This will never return, never,
Unless having reached their limits
They will begin over, that is,
Over and over
I still struggle for words when it comes to Oppen. Primitivist. Communalist. Agrarian. Tinkerer? I bet he was. He's a symbolist, a touch imagistic, too.
He saw into Whitman; saw through Whitman to something less here but yet close by. Forgotten? Dropped in the grass, maybe. A rusting tool; a bleached skull with some red hair still attached.
Oppen saw through history to something pan-human, something not wed to the opening of a continent or the birth of a nation. But he was inspired by freshness and renewal and their tenuous dance with what is ancient.
It is the second half of the above poem that sets my world afire.
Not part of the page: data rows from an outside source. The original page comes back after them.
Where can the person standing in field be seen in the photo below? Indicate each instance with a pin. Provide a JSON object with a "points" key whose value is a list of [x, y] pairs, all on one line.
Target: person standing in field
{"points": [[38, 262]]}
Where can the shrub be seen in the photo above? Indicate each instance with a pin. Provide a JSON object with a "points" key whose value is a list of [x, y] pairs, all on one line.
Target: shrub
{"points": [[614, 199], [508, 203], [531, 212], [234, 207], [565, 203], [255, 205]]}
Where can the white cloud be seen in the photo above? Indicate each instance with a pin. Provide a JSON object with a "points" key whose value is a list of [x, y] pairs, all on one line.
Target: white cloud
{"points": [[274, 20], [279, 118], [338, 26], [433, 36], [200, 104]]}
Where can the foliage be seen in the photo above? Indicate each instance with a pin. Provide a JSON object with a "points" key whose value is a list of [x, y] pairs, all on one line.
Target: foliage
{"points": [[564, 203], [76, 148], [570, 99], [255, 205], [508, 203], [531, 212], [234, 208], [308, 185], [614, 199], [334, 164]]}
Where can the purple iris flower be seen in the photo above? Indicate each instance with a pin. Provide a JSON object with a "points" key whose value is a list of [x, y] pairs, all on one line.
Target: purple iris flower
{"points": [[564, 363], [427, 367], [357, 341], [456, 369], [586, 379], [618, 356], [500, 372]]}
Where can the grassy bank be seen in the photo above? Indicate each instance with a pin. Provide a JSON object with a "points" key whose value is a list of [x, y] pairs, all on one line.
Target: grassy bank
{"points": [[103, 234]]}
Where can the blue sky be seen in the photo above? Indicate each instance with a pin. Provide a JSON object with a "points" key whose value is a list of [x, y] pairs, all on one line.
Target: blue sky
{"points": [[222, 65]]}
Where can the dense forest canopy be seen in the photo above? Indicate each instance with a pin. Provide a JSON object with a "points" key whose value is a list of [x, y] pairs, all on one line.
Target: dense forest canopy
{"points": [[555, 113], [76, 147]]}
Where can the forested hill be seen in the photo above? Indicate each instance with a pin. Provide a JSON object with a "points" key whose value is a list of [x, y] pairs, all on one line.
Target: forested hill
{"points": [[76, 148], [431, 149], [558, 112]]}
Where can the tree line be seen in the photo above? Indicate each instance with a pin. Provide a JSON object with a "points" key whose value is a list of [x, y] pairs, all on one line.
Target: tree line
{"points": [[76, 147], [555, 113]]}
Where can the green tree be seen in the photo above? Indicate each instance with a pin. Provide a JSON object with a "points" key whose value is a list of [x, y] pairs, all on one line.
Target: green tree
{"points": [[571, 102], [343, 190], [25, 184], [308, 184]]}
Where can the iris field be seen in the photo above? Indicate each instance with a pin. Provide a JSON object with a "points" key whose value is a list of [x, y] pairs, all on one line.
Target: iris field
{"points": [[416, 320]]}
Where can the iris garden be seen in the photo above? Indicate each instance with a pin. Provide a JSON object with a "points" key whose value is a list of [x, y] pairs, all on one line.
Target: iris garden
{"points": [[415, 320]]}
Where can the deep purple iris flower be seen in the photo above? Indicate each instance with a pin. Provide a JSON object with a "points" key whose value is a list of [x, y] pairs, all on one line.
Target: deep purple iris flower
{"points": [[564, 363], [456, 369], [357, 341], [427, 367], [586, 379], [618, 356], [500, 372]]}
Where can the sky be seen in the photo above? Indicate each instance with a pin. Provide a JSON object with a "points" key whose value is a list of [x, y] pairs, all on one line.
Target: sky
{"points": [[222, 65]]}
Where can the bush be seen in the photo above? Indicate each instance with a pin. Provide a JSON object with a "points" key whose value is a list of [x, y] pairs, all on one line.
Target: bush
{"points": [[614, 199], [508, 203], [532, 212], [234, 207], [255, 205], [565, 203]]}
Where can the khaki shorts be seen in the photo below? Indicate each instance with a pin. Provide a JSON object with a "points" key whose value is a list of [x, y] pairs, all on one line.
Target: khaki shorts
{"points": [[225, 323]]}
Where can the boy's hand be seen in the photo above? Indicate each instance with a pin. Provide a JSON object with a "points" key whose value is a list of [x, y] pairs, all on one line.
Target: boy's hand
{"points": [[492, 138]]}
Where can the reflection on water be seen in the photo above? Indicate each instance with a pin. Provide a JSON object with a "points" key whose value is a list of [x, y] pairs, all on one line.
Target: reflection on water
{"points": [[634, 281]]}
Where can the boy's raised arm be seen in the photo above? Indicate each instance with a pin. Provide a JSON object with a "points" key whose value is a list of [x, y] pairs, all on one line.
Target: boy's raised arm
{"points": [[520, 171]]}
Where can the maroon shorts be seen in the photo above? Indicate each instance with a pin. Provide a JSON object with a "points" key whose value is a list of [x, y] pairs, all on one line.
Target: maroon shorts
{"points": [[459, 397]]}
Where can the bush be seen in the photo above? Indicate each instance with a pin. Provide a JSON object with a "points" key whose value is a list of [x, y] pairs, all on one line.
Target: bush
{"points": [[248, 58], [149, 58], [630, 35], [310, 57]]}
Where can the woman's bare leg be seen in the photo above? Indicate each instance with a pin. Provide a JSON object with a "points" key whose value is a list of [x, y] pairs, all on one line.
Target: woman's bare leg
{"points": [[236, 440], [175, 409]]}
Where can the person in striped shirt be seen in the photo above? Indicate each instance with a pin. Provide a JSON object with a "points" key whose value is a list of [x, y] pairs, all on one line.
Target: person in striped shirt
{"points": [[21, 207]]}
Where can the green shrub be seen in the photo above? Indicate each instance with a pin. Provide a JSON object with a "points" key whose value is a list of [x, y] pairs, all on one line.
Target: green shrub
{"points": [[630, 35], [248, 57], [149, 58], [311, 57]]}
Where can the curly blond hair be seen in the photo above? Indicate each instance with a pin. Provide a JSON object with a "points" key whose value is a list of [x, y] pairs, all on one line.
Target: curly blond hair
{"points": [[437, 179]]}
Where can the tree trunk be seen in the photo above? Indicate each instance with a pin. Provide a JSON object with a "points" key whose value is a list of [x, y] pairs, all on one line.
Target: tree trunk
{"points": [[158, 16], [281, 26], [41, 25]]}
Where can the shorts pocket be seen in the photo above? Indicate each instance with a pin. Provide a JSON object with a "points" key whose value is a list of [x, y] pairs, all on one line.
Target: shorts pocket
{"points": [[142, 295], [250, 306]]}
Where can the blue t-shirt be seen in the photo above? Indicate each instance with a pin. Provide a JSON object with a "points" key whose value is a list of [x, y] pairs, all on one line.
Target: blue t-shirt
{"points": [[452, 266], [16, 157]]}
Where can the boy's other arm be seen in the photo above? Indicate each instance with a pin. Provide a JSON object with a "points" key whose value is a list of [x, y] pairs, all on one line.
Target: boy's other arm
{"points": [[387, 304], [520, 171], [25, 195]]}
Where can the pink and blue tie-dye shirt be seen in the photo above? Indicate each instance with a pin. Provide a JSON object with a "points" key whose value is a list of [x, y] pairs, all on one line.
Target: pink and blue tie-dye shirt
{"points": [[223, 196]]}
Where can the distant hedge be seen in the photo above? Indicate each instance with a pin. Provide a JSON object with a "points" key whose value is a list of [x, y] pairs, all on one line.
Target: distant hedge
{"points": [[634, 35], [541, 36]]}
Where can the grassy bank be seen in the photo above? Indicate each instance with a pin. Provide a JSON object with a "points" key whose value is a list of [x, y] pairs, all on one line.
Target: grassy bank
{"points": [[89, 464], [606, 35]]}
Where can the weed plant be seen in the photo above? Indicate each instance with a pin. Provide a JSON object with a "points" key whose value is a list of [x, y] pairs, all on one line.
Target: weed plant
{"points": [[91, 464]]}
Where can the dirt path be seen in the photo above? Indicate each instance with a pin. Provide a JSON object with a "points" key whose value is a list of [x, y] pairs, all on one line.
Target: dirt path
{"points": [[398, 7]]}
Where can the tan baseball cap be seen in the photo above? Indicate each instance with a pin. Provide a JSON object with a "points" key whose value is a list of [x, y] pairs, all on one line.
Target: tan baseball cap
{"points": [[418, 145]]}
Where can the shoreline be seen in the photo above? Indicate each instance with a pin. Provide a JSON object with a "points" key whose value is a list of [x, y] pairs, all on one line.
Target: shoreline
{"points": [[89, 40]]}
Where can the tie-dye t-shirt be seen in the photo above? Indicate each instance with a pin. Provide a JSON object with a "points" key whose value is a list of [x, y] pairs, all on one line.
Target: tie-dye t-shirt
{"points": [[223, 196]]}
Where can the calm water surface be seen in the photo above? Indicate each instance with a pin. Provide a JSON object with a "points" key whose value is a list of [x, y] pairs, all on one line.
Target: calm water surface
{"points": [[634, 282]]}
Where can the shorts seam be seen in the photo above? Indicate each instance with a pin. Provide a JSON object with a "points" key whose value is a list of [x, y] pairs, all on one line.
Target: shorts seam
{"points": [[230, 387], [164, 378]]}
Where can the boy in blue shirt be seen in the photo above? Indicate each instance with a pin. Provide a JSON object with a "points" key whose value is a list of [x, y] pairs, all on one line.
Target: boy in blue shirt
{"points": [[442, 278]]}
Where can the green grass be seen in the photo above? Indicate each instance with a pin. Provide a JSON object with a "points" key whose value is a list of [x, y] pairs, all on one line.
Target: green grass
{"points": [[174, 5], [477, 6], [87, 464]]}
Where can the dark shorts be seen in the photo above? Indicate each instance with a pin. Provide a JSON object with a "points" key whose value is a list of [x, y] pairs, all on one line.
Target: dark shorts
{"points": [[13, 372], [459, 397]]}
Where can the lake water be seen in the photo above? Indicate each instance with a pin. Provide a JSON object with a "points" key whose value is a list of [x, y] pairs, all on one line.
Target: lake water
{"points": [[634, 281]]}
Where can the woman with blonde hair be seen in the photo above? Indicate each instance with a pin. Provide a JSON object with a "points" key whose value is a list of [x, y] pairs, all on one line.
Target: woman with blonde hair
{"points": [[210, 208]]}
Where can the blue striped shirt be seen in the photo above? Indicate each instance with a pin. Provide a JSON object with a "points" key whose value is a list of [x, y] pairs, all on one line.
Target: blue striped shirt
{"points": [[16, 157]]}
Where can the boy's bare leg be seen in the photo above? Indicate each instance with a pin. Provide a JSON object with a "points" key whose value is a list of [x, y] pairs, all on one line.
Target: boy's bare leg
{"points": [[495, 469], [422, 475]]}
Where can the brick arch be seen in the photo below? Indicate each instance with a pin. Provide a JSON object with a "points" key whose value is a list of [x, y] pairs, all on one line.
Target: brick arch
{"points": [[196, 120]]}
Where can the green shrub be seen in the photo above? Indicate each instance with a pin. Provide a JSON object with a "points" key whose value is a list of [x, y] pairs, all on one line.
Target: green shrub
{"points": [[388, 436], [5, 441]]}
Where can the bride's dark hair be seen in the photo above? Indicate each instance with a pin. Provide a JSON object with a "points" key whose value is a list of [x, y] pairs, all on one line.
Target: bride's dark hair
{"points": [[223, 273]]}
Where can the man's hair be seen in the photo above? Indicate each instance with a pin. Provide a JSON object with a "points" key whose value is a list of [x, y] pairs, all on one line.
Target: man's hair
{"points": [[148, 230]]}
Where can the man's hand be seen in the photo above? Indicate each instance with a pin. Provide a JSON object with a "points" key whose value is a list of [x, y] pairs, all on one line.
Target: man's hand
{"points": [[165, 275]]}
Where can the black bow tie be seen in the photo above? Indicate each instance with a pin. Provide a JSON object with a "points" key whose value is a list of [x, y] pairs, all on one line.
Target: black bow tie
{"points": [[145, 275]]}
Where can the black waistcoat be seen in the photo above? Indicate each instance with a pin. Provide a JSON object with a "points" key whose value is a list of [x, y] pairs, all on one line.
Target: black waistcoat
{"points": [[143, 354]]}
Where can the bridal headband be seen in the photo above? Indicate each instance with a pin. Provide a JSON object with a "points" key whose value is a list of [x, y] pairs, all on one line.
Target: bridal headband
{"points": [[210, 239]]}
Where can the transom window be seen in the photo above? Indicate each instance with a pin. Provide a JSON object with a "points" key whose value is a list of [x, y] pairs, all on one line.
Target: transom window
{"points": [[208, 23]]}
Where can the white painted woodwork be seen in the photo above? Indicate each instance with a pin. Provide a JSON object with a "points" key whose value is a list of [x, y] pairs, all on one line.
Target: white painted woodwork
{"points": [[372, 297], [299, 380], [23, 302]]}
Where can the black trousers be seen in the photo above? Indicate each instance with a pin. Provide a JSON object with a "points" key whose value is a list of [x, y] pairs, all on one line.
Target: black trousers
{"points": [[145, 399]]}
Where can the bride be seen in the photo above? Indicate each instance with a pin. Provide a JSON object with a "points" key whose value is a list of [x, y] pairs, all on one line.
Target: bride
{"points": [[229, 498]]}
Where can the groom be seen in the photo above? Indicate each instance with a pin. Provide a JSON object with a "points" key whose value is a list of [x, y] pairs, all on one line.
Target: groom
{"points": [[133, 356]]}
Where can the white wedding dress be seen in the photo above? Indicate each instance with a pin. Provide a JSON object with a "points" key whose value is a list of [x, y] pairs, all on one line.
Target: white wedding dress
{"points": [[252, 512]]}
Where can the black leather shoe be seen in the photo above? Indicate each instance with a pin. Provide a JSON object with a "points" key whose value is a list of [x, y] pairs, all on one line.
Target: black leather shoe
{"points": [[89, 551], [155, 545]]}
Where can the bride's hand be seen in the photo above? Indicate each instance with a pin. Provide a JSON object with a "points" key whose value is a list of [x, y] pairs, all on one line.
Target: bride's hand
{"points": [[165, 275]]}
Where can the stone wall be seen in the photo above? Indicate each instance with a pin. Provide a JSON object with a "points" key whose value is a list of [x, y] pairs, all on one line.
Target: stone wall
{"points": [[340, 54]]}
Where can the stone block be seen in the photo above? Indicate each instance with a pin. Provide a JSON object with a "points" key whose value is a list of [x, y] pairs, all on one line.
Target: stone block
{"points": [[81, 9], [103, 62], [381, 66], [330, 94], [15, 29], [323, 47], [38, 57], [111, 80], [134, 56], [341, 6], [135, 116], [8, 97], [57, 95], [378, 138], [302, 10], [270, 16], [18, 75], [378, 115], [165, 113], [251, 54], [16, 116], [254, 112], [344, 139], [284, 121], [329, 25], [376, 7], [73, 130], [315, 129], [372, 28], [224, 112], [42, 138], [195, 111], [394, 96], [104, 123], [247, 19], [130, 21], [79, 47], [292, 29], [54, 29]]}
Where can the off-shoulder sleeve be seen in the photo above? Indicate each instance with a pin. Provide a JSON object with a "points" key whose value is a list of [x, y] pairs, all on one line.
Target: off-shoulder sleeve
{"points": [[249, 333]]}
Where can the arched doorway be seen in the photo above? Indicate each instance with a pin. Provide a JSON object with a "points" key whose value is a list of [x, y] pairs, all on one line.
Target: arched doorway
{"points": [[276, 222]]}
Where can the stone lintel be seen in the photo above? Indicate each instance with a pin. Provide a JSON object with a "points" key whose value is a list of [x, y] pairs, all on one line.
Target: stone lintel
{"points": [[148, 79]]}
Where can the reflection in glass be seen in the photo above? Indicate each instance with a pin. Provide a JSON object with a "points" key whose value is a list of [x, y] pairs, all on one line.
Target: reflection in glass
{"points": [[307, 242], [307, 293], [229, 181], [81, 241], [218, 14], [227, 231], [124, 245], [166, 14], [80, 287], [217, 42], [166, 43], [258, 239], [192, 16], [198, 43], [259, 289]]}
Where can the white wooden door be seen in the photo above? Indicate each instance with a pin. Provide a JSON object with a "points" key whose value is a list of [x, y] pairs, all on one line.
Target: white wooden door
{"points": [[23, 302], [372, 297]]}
The word "council" holds me... A council is surely not a senate; it is tenuous, situational. Organic. Of necessity and conducted when needed, when seasons or crises dictate. These people described here, and Oppen, I believe, are of the moment in which they find themselves.
Don't we all wish that what we make, what we might leave behind, could "[shine] in the forest"? I admit I do. But in this poem it is almost as if they are looking back at what they made as they leave it. They have broken camp and are heading on. "This will never return, never," and yet they—we—always look back.
I hope we are given the chance to "begin over" again.